Analytical Techniques

Small Angle Neutron Scattering (SANS)

Solutions were prepared as described for other techniques, with D2O and NaOD (unless otherwise stated). Gels were prepared as above using GdL. UV spectrophotometer grade, quartz cuvettes (Starna) with a 5 mm path length were filled with the solution immediately after the addition of GdL, allowed to gel sealed overnight and housed in a temperature-controlled sample rack at 25 °C during the measurements. For the dried film samples, the films were mounted over apertures in a cadmium plate, which was then placed in the same sample rack. For the in situ drying experiment, the gel was released from the mold after overnight gelation and mounted on the same cadmium plate as the dried films. SANS measurements were performed using the SANS2D instrument (ISIS pulsed neutron source, Oxfordshire, U.K.). A neutron beam allowed measurements over a large range in Q [Q = 4π sin(θ/2)/λ] of 0.005–0.7 Å–1 using incident wavelengths (λ) from 1.75 to 16.5 Å and employing a sample-to-detector distance of 4 m, with the 1 m2 detector offset vertically 60 mm and sideways 100 mm. The measuring times were 1–4 h dependent on the contrast.

Each raw scattering data set was corrected for the detector efficiencies, sample transmission and background scattering and converted to scattering cross-section data (∂Σ/∂Ω vs Q) using the instrument-specific software.43 These data were placed on an absolute scale (cm–1) using the scattering from a standard sample (a solid blend of hydrogenous and perdeuterated polystyrene) in accordance with established procedures.44 The scattering from D2O (the solvent) was also measured and subtracted from the wet data. For data from dried samples, the empty beam was subtracted.

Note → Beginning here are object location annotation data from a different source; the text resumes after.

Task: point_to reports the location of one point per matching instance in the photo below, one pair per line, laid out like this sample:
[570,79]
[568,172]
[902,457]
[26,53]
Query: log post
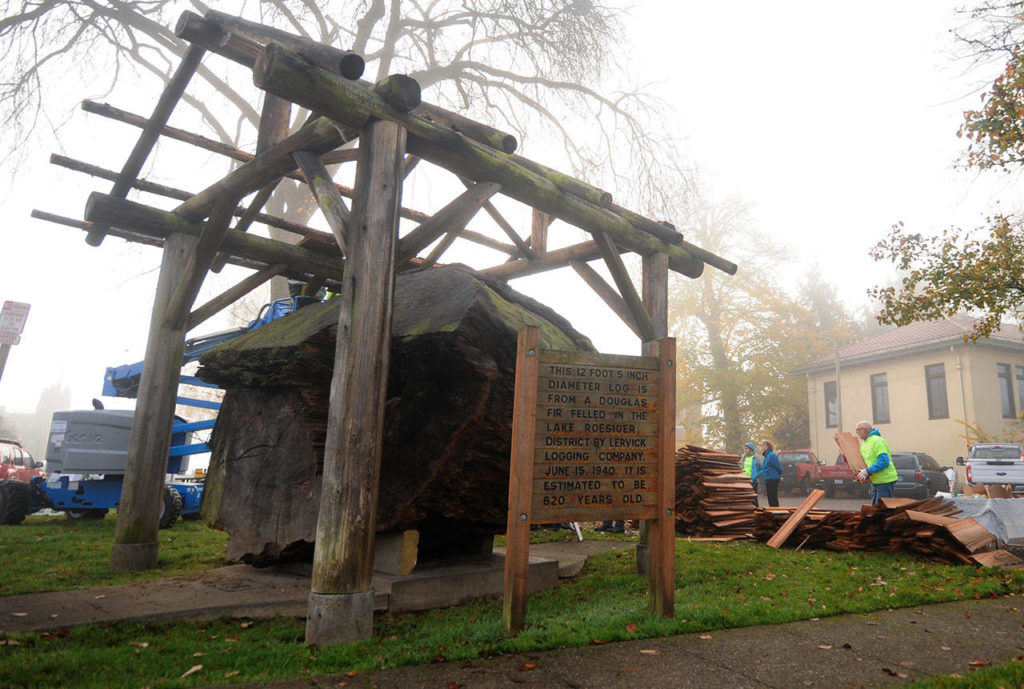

The instrument-independent data were then fitted to customized models in the SasView software package;45 these combined an absolute power law with a (Kratky-Porod) flexible cylinder, as described previously.46 The Q-dependent power law (QN) accounts for the mass fractal contribution to the scattering intensity, which is superimposed on that from the cylindrical structures, that is, the fibers. The fibers of the gel are represented as a flexible worm-like chain of cylindrical Kuhn segments.

Atomic Force Microscopy

AFM imaging was performed in ambient conditions using the ScanAsyst mode using a Bruker Multimode 8 Nanoscope instrument with a J-scanner (Bruker Nano Inc., Santa Barbara, CA). The samples were imaged with a Bruker RTESPA-150 probe from with a nominal spring constant of 5 N/m. Images with size 5 μm × 5 and 1 μm × 1 μm were collected at a probe modulation frequency of 2 kHz. The topography images were analyzed offline using Bruker NanoScope Analysis v 1.5 software for topography measurements. The Section tool was used for measuring fiber diameter. Fiber diameters were measured using the “Section tool” within the software.

Scanning Electron Microscopy

SEM images were collected using a Hitachi S-4800 FE-SEM at 3 keV in deceleration mode at a height between 2 and 3 mm. For air-dried samples the gel was dried onto a glass coverslip and attached to a 15 mm screw in aluminum stub attached via a sticky carbon tab (Agar Scientific). For freeze-dried samples a small amount of the freeze-dried samples was stuck directly onto the sticky carbon tab. The freeze-dried samples were very fluffy and so had to be gently pressed flat using a glass coverslip to make them easier to focus on for imaging. Loose freeze-dried gel was then removed using compressed air. These images were still difficult to collect due to the nonflat surface the freeze-drying creates making it difficult to focus the beam properly. None of the samples were sputter coated with metal as the fibers were very small, this ensured that measuring the fiber widths was accurate. Images were collected in different places on the sample chosen at random to ensure that the images were representative.

Cryo-TEM

Cryogenic TEM imaging was performed on the FEI Tecnai 12 TWIN Transmission Electron Microscope, operating at 100 kV. Gels were immediately diluted five times with water to reduce their viscosity and 6 μL of sample solution was placed on a holey carbon film supported on a TEM copper grid (Electron Microscopy Services, Hatfield, PA). All the TEM grids used for cryo-TEM imaging were treated with plasma air to render the lacey carbon film hydrophilic. A thin film of the sample solution was produced using the Vitrobot with a controlled humidity chamber (FEI). After loading of the sample solution, the lacey carbon grid was blotted using preset parameters and plunged instantly into a liquid ethane reservoir precooled by liquid nitrogen. The vitrified samples were then transferred to a cryo-holder and cryo-transfer stage, which was cooled by liquid nitrogen. To prevent sublimation of vitreous water, the cryo-holder temperature was maintained below −170 °C during the imaging process. All images were recorded by a SIS Megaview III wide-angle CCD camera.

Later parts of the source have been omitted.